その中で分かってきたのが、地球の内部構造、特に「マントル」の流動性をどう捉えているか、がポイントになる。という事です。
そこで今回は、定説(プレート論)含め、各理論が地球内部の構造をどう捉えているか。を整理することで、3つの理論の統合を試みたいと思います。
⓪定説(プレートテクトニクス)
まずは定説。
◇理論の概要
・岩盤の「ずれ」=地震。地球内部では、プレートとプレートの境界で岩盤に力がかかっており、それに耐えられなくなったときに地震が起こる(岩 盤がずれる)。
◇内部構造をどう捉えているか
・地殻:50~60km
・モホ面(=地殻とマントルの境界線)
・上部マントル=リソスフェア=剛体
アセノスフェア=流動性あり※
・下部マントル=メソスフェア=剛体
ここでポイントになるのが、「アセノスフェア」。プレート理論は、流動性のあるアセノスフェアの上を地殻が移動する。
という理論ですが、この流動性のあるアセノスフェアが固体なのか、溶融しているのか。が議論になっていました。
古くは流動性があるのに「固体」という、正直理解するのが難しい事が定説になっていたようですが、現在では部分的に溶融している説も有力視されているようです。(2019年)
それでは、つづいて各理論を見ていきましょう。
①石田理論
石田理論は「巨大地震は「解離水」の爆縮で起きる!(2013年)」という著書で提起されていますが、その肝は「マントルは溶融している」という点です。定説で溶融論が支持され始めたのが2019年と比較的最近なので、石田理論の根幹をなす部分が間違っていなかった事になると思います。
◇理論の概要
・マグマの熱で水が水素と酸素に分離される「解離水」が出来、それが再結合するときの水素爆発(爆縮)が巨大地震を生み出す。
◇内部構造をどう捉えているか。
・地殻=モホ面+リソスフェアまで(モホ面+地震波を早く伝達させる橄欖岩の層)
・マントル
アセノスフェア:溶融マントル
※地震の波形及び走時表(始地震波の走行距離と時間の関係を調べたもの)から、
「アセノスフェアは固体ではなく溶融している」と仮定。
②野尻理論
野尻理論は、石田理論をより工学的、かつディテールまで分析した理論、という印象です。

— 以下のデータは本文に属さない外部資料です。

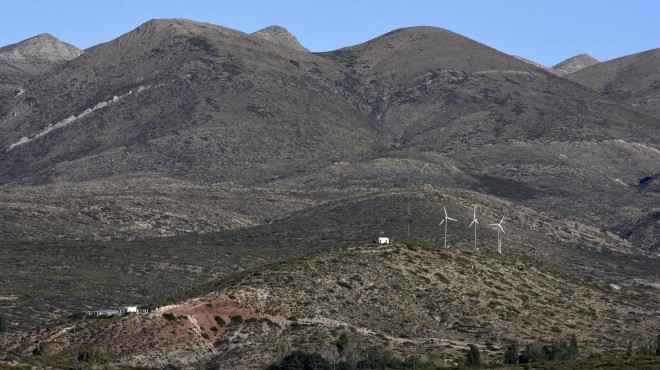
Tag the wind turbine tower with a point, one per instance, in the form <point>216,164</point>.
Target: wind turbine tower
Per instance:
<point>499,238</point>
<point>445,221</point>
<point>475,223</point>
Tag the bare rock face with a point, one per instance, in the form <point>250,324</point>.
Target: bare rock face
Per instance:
<point>281,36</point>
<point>29,58</point>
<point>39,50</point>
<point>574,64</point>
<point>631,80</point>
<point>539,65</point>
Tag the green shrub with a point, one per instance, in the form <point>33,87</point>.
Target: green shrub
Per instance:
<point>41,349</point>
<point>300,360</point>
<point>342,345</point>
<point>91,356</point>
<point>511,354</point>
<point>473,356</point>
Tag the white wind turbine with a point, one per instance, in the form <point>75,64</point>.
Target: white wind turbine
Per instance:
<point>499,238</point>
<point>445,221</point>
<point>475,223</point>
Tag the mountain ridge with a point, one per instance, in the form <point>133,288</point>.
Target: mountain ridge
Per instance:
<point>281,36</point>
<point>182,152</point>
<point>574,64</point>
<point>629,79</point>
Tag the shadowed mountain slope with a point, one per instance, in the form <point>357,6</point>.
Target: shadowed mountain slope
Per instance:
<point>428,302</point>
<point>221,151</point>
<point>186,101</point>
<point>632,80</point>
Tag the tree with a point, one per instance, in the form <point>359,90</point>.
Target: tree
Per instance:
<point>41,349</point>
<point>629,351</point>
<point>299,360</point>
<point>573,349</point>
<point>533,352</point>
<point>342,345</point>
<point>511,354</point>
<point>473,357</point>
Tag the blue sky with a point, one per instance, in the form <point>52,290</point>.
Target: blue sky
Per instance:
<point>546,31</point>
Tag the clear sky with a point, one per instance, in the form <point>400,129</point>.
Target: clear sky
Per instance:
<point>546,31</point>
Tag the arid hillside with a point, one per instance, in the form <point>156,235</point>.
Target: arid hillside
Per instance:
<point>410,300</point>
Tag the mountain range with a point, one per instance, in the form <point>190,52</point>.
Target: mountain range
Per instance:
<point>189,135</point>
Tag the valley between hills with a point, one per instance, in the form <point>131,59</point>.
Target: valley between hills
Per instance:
<point>236,184</point>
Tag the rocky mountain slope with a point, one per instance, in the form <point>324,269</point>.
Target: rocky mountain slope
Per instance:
<point>29,58</point>
<point>574,64</point>
<point>281,36</point>
<point>207,105</point>
<point>632,80</point>
<point>237,150</point>
<point>411,300</point>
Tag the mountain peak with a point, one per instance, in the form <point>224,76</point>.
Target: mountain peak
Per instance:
<point>574,64</point>
<point>280,36</point>
<point>41,48</point>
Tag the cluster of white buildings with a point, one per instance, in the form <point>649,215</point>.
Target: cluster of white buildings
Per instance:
<point>120,311</point>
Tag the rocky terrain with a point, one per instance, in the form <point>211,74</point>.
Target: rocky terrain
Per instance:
<point>574,64</point>
<point>412,300</point>
<point>281,36</point>
<point>632,80</point>
<point>183,152</point>
<point>29,58</point>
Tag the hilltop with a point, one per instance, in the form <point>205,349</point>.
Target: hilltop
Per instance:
<point>629,79</point>
<point>184,152</point>
<point>24,60</point>
<point>281,36</point>
<point>574,64</point>
<point>410,300</point>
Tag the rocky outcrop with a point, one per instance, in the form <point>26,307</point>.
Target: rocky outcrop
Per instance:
<point>574,64</point>
<point>281,36</point>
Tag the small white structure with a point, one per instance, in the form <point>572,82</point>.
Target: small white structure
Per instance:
<point>128,309</point>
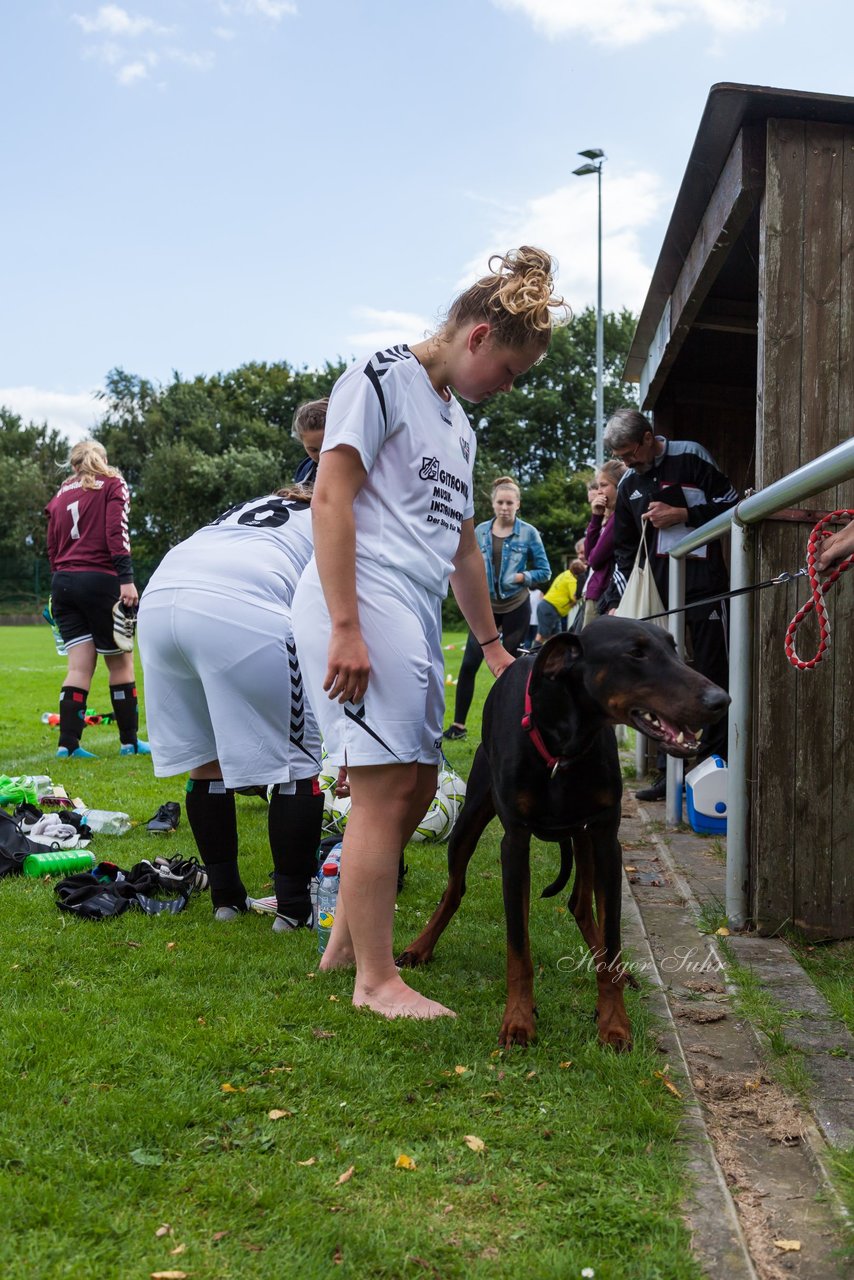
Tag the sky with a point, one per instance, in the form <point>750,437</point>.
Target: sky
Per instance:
<point>192,184</point>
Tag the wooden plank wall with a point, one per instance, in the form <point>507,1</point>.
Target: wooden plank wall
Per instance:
<point>803,810</point>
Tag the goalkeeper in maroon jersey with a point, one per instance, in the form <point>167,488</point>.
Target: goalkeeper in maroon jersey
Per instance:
<point>92,594</point>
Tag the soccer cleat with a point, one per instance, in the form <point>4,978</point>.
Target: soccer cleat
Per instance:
<point>124,624</point>
<point>657,790</point>
<point>455,732</point>
<point>165,819</point>
<point>183,871</point>
<point>225,914</point>
<point>288,924</point>
<point>264,905</point>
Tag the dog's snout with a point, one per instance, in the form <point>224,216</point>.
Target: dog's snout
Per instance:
<point>716,700</point>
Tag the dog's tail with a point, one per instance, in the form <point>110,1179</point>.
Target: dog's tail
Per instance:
<point>565,872</point>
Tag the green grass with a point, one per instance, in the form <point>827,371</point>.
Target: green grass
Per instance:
<point>119,1037</point>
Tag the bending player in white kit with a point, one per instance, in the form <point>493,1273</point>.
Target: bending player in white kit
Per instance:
<point>393,521</point>
<point>224,693</point>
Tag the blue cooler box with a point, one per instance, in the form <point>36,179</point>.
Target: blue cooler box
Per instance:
<point>706,796</point>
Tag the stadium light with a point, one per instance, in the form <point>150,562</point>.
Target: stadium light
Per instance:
<point>593,155</point>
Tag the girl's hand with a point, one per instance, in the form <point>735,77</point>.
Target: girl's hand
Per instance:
<point>497,657</point>
<point>348,670</point>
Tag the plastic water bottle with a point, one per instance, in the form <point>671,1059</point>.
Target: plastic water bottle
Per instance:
<point>104,822</point>
<point>328,896</point>
<point>62,863</point>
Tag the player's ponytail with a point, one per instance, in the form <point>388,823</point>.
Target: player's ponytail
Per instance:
<point>88,460</point>
<point>516,300</point>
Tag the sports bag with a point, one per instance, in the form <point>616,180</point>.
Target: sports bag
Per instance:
<point>642,599</point>
<point>14,846</point>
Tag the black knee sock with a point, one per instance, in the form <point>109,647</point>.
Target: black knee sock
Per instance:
<point>293,826</point>
<point>72,709</point>
<point>211,814</point>
<point>127,713</point>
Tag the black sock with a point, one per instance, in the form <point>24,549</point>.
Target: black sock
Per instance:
<point>72,709</point>
<point>211,814</point>
<point>293,827</point>
<point>127,712</point>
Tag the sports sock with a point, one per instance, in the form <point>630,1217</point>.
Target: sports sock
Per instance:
<point>127,713</point>
<point>72,709</point>
<point>211,814</point>
<point>293,827</point>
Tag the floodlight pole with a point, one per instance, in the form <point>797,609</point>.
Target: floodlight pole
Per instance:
<point>594,154</point>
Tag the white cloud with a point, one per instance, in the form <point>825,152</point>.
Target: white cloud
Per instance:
<point>118,22</point>
<point>629,22</point>
<point>273,9</point>
<point>386,328</point>
<point>131,73</point>
<point>74,414</point>
<point>563,222</point>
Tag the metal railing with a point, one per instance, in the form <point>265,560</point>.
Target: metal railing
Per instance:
<point>822,472</point>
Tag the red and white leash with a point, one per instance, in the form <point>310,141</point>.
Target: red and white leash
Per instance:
<point>817,597</point>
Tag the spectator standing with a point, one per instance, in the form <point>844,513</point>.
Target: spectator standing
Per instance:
<point>598,539</point>
<point>515,561</point>
<point>88,548</point>
<point>672,487</point>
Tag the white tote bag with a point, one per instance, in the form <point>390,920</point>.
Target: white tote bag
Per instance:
<point>640,599</point>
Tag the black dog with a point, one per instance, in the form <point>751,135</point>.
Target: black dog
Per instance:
<point>548,767</point>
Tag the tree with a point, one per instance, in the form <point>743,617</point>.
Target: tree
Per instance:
<point>193,447</point>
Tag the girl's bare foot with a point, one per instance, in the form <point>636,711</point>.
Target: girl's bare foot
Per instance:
<point>393,999</point>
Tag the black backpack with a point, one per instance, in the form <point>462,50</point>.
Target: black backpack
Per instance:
<point>14,846</point>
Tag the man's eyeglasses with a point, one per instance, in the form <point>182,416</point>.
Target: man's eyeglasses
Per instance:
<point>629,457</point>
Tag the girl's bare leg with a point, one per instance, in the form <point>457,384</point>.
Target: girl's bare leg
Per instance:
<point>388,801</point>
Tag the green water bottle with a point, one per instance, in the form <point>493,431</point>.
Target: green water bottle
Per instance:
<point>63,862</point>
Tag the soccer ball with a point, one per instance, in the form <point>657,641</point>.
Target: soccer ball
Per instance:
<point>437,822</point>
<point>328,776</point>
<point>452,787</point>
<point>338,816</point>
<point>329,816</point>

地震予知不能の真因が2021年の出版なので、最新の研究も反映された上での論。という事になっていると思われます。
マントルについては明記していませんが、随所に出てくる記載内容から推測すると、岩石とマグマが混ざったもの=マントル(なので基本的にマントルは溶融している)と捉えていると思われます。
◇理論の概要
・石田理論と同様、地下からの溶融マグマによって生じた「解離水」の水素爆発(爆縮)で地殻の「岩盤が崩落」し、巨大地震を生み出す。
◇内部構造をどう捉えているか。
・厚さ60km当たりを「マントル」と表記。
・また、10km付近で、マグマと岩石のバランスが取れる。と記載がある事から、マントル=マグマと岩石が混ざった溶融状態という認識
・深さ400km~700kmはどろどろのマントル(溶融マントル)という記載あり(≒角田理論で言うところの「地震のツボ」)
③角田理論
最後は熱移送説の角田理論。地震の癖を発表したのが2009年と3理論の中では一番古い。2022年に出版した「メガ地震がやってくる」でも熱移送説を説明してくれています。それによると、
マントル=マグマと岩石が混ざった状態で、その比率の違いで名前が変わっている。という捉え方です。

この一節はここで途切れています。